A few years ago, Joshua Bell stood in the entrance to a busy subway station in New York, playing the violin like any other busker. In case you don't know (I didn't), he's one of the world's top violinists, and he was playing a Stradivarius worth US$3.5million.
And nobody took any fucking notice.
In the same vein, researchers have conducted tasting experiments in which ordinary people reported that hugely expensive, top quality, vintage wine tastes no better than the cheap stuff. But they didn't know they were drinking the good stuff, just as the people in the station didn't know they were walking past a world famous musician. When you tell the wine drinkers that one of the wines is incredibly costly, and ask them to compare it to the normal stuff, suddenly it starts to taste nicer. Charge them hundreds of dollars to listen to the busker, and he becomes one of the world's best musicians.

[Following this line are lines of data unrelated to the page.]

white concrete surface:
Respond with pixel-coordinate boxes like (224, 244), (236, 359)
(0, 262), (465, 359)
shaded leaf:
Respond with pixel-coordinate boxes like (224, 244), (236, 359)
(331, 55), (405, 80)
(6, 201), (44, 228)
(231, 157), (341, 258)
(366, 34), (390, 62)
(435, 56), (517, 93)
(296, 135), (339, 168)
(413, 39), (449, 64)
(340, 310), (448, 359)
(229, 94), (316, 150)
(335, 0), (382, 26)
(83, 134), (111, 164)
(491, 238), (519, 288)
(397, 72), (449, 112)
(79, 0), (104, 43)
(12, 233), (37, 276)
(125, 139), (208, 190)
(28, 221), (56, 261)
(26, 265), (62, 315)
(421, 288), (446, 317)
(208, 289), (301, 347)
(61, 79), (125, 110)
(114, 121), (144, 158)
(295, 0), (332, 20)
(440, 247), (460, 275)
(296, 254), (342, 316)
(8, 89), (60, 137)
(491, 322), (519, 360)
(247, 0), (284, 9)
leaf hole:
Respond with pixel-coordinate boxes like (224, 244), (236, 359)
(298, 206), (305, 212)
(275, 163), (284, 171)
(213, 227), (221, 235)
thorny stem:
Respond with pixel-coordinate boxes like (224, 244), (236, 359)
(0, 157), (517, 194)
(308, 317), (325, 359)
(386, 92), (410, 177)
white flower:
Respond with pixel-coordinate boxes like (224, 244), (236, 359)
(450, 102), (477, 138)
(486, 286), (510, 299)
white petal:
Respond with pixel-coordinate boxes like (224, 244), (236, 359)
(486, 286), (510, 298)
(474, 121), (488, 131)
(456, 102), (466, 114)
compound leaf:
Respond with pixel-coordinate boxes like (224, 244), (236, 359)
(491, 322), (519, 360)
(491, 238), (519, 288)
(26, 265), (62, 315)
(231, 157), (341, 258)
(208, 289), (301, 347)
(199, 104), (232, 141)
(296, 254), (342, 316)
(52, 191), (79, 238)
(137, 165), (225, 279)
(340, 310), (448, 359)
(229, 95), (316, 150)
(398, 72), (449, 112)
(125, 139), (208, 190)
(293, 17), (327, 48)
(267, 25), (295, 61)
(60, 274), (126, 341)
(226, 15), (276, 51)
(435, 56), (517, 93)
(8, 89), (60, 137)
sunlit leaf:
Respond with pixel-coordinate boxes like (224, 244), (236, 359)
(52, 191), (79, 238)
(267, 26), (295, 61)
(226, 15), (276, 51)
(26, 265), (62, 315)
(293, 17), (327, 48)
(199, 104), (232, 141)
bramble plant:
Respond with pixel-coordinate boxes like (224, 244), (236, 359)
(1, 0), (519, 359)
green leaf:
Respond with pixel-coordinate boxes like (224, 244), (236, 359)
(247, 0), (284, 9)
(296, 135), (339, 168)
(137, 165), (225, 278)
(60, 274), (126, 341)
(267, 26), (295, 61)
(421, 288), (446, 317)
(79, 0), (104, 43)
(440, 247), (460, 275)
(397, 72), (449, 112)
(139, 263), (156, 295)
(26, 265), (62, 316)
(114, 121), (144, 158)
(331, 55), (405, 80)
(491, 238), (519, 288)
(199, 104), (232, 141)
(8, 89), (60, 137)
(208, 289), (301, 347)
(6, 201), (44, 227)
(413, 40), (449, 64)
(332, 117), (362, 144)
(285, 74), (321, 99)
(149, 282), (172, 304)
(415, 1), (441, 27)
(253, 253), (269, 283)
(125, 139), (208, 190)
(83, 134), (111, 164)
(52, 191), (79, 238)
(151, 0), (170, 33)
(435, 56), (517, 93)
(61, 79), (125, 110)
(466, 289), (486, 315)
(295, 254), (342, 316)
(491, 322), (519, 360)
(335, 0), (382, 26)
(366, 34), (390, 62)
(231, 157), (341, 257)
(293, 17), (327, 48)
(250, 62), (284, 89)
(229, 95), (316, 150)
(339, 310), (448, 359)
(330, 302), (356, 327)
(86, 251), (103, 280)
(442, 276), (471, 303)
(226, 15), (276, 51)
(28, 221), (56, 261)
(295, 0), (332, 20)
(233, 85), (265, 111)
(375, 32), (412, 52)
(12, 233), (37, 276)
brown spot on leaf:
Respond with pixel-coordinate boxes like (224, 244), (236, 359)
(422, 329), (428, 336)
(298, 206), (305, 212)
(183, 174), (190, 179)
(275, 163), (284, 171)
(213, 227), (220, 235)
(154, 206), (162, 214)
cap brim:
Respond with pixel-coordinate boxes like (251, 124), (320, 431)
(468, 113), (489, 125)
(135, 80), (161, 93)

The value of something, the work you do, is not purely intrinsic. Greatness needs a context in which to be great. You need people to pay attention, and give them a reason to believe in your genius before they can see it.
An ad on the internet is like a guy in the corner of the station playing the violin - we turn our heads the other way because we don't want to pay attention. The bigger, louder, more insistent our ad, the more it becomes a nuisance. It's like the guy following you around playing bad violin, or pushing you to taste the wine in the supermarket. It doesn't matter how good the offering is, we don't want it, because anyone can place an ad or stand on a corner with a violin. If you're not in a special place, if you're not being endorsed by people who are enthusiastic about your field, even if you're a genius, you're a nobody.
I'm willing to believe you may be a genius, because most geniuses are never discovered, but you need to find a context in which to shine. Only then can you be brilliant.